The 14,390-square-foot adaptive reuse project, first reported in an exclusive at PIN-UP magazine, is housed within one of the ubiquitous raw concrete suburban office parks located in Calabasas, California, on the outskirts of Los Angeles. Designed by longtime West collaborator Perron, the equal-parts rough and minimal office spaces contain a mix of production facilities for West’s Yeezy-brand clothing line, a recording studio, and meeting spaces, among other uses. Perron has worked with West for over a dozen years on a variety of design projects, including concert stage designs, album covers, and fashion shows, and has a long resume loaded with collaborative design projects for other musicians and celebrities, including Kendrick Lamar, Rihanna, Florence and the Machine, and Tame Impala.
Included in the facilities are a room lined with black-painted wooden shelves that extend seamlessly into a glass-enclosed meeting room. The shelves are supplemented by chunky wooden tables that can be found throughout the premises. The black plywood and MDF tables show up again in a meeting room, where they compliment collections of cast concrete benches inspired by steel highway supports, and in a conference area and lounge, where the benches work as coffee tables for an oversized, 30-foot-long off-white sofa. The large room is bisected by a pair of columns, grounded by polished concrete floors, and is populated by three sets of worktables and eight all-black display boards.
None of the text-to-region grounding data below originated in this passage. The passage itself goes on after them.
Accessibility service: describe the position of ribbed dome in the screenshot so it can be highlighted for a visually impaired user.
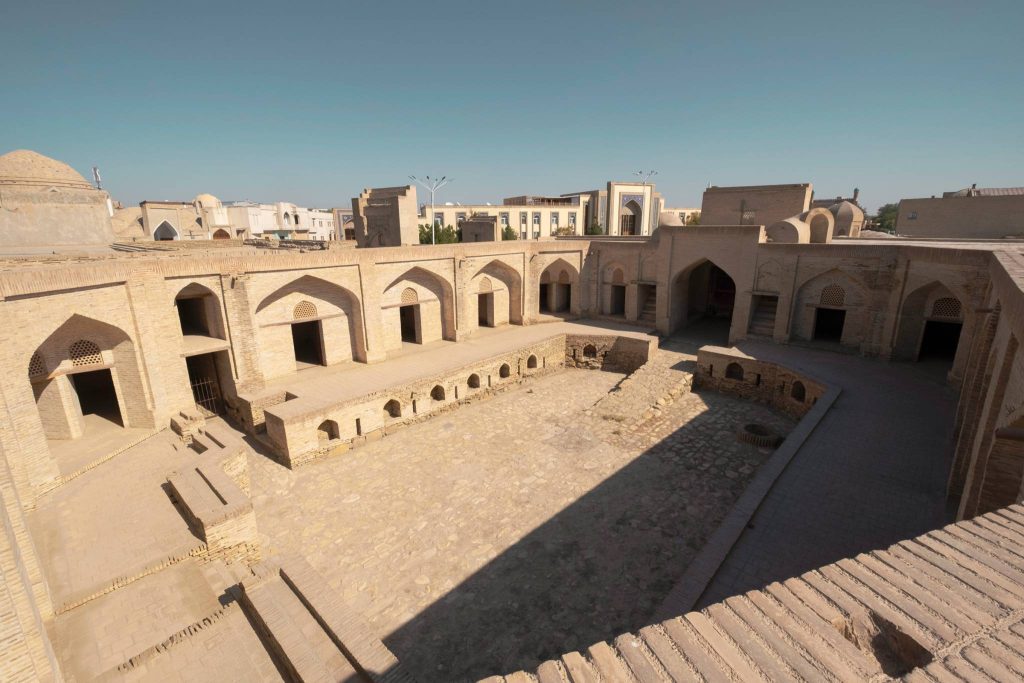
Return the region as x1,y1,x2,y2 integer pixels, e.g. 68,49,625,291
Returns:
0,149,92,189
658,211,684,227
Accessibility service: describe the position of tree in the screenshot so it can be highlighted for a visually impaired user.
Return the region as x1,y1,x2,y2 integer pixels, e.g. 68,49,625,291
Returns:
686,213,701,225
874,203,899,233
419,223,461,244
584,221,604,236
501,225,517,240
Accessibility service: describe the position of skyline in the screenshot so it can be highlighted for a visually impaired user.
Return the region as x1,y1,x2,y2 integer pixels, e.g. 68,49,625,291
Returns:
2,0,1022,214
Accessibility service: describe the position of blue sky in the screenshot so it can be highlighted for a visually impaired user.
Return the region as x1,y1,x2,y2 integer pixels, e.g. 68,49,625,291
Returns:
2,0,1021,212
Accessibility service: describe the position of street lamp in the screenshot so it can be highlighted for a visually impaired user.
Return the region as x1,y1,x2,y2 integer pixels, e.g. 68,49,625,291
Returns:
634,170,658,235
409,175,452,245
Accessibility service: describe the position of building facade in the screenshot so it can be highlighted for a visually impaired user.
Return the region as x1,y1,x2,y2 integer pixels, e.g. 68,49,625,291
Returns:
896,185,1024,238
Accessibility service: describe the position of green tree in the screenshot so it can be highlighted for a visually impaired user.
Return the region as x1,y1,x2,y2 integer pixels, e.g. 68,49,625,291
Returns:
874,203,899,233
584,221,604,236
419,223,461,244
686,213,701,225
501,225,517,240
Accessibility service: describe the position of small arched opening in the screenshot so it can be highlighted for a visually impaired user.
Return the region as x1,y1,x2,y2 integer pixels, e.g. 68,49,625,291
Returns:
468,373,481,389
153,221,178,241
212,228,230,240
583,344,598,358
620,199,642,236
499,363,511,379
672,260,736,341
725,362,744,380
791,381,806,402
431,385,446,401
814,284,847,342
317,420,339,444
383,399,402,419
527,355,538,369
539,260,577,315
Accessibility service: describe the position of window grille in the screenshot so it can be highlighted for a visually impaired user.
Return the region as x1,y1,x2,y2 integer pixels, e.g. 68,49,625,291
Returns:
28,353,46,377
400,288,418,305
931,297,962,320
69,340,102,367
819,284,845,307
293,301,318,319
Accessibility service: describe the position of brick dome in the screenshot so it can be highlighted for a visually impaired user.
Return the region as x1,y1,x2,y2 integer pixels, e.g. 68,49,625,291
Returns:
0,149,92,189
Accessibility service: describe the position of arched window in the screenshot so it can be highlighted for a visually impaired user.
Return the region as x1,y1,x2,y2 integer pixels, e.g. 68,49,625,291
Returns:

The multi-monochromatic spaces echo West’s collaborations with Axel Vervoordt for the rapper’s nearby home in Hidden Hills and speak to an interest on the part of West to mix and match visual modes. This sensibility, always present in West’s music, is also on display in the various Yeezy clothing lines, which blend a sort of dystopic thrift store aesthetic with riffs on high-end, ready-to-wear, and throw-back fashions.
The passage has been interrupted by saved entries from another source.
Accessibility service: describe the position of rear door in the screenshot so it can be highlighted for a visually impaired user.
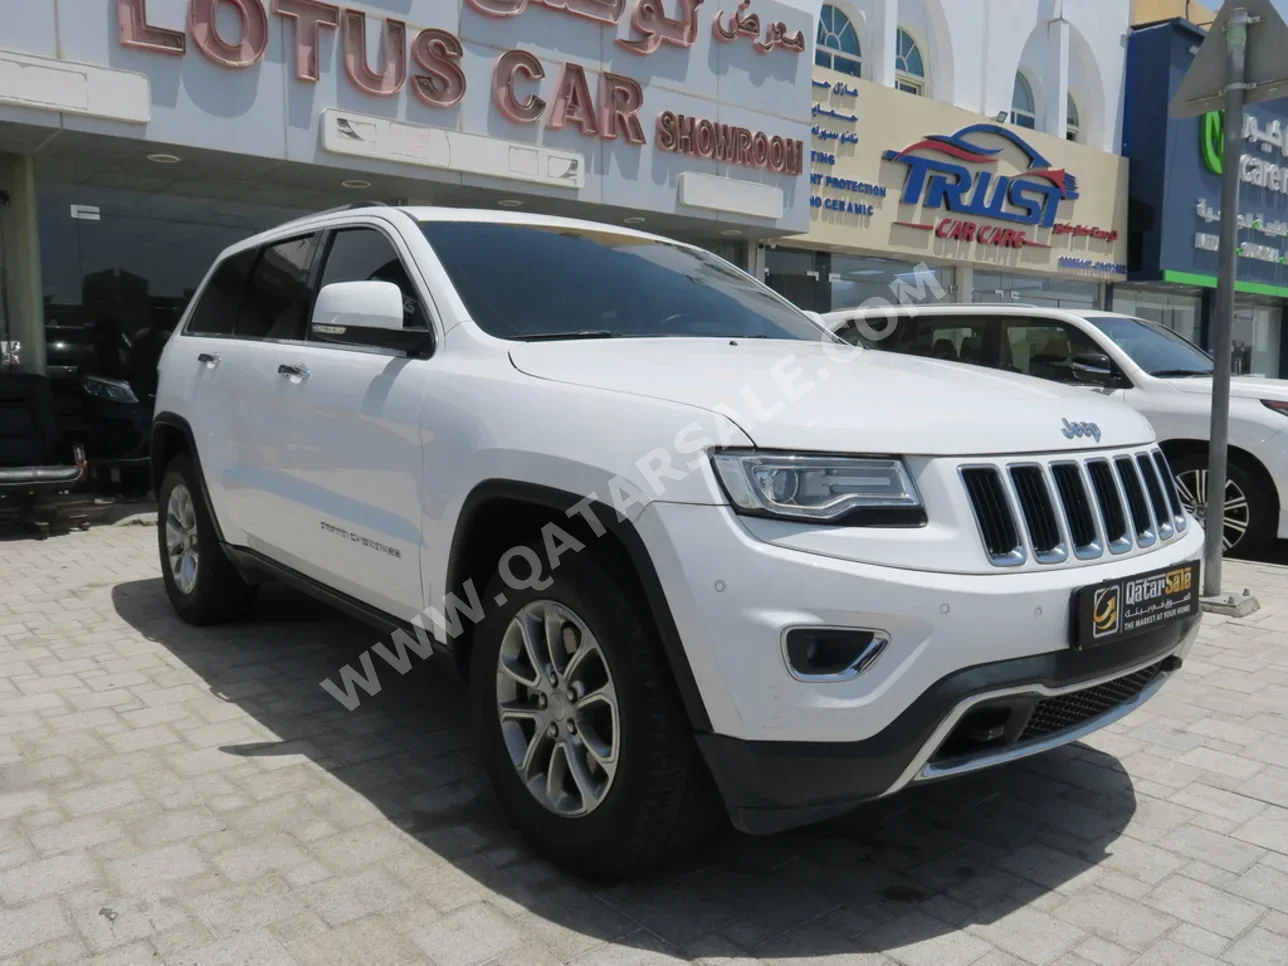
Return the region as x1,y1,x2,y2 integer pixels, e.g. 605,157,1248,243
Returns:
219,233,324,545
173,248,260,543
254,224,433,618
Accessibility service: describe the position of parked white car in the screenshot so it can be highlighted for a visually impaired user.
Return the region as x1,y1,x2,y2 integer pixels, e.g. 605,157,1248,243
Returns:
153,206,1203,879
825,305,1288,555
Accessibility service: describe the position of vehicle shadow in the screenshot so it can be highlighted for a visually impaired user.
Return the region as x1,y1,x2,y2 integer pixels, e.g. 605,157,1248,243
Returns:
111,578,1140,959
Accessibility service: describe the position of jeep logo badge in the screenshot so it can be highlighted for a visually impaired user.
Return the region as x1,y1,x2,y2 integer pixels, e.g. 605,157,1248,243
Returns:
1061,419,1101,443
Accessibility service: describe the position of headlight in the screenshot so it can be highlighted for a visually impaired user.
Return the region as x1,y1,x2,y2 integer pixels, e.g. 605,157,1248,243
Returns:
82,375,139,404
712,452,923,523
1264,400,1288,417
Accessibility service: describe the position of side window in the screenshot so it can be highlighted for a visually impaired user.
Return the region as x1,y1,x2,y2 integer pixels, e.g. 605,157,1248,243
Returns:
885,317,996,367
186,249,256,336
1004,319,1102,383
317,228,428,330
234,235,319,341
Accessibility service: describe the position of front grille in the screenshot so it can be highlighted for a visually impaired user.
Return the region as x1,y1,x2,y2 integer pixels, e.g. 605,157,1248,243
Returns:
961,449,1183,567
1019,662,1165,741
1152,451,1187,531
1137,455,1174,539
1051,463,1098,555
961,468,1021,563
1116,456,1155,544
1087,459,1130,549
1010,466,1064,560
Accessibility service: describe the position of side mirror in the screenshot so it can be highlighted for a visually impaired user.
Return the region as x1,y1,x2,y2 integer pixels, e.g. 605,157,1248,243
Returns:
311,281,431,356
1070,352,1117,384
803,310,827,326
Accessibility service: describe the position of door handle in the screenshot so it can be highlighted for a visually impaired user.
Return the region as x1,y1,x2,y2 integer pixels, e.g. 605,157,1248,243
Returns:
278,363,309,379
197,352,220,368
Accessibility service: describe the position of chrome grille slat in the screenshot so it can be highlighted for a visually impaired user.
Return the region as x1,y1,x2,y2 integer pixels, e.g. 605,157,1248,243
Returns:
1086,459,1133,554
962,449,1186,568
1137,454,1175,541
1009,465,1067,564
1152,450,1188,532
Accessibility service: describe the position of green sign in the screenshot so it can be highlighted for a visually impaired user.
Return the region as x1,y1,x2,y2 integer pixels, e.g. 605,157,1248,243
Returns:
1201,110,1224,174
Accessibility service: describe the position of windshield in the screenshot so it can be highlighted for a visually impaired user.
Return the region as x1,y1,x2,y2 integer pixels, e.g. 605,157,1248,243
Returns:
1085,314,1214,377
420,221,828,342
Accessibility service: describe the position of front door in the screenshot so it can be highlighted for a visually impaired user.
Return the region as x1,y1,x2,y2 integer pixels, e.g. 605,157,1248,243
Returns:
254,225,433,618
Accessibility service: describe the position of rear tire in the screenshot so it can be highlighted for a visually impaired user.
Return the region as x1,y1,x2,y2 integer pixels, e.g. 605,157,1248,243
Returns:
157,454,257,624
1170,451,1274,557
470,542,717,881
Perron told PIN-UP that the facilities were “the very beginning of the utopia,” nodding not just to West’s totalizing aesthetics but also to the artist’s ongoing interest in architectural design.
West recently announced the intention to start up a so-called “Yeezy Home” arm of his eponymous creative studio. The endeavor will aim to include architectural and urban design in West’s growing collaborative art practice, which already includes music, film, fashion, and performance art initiatives.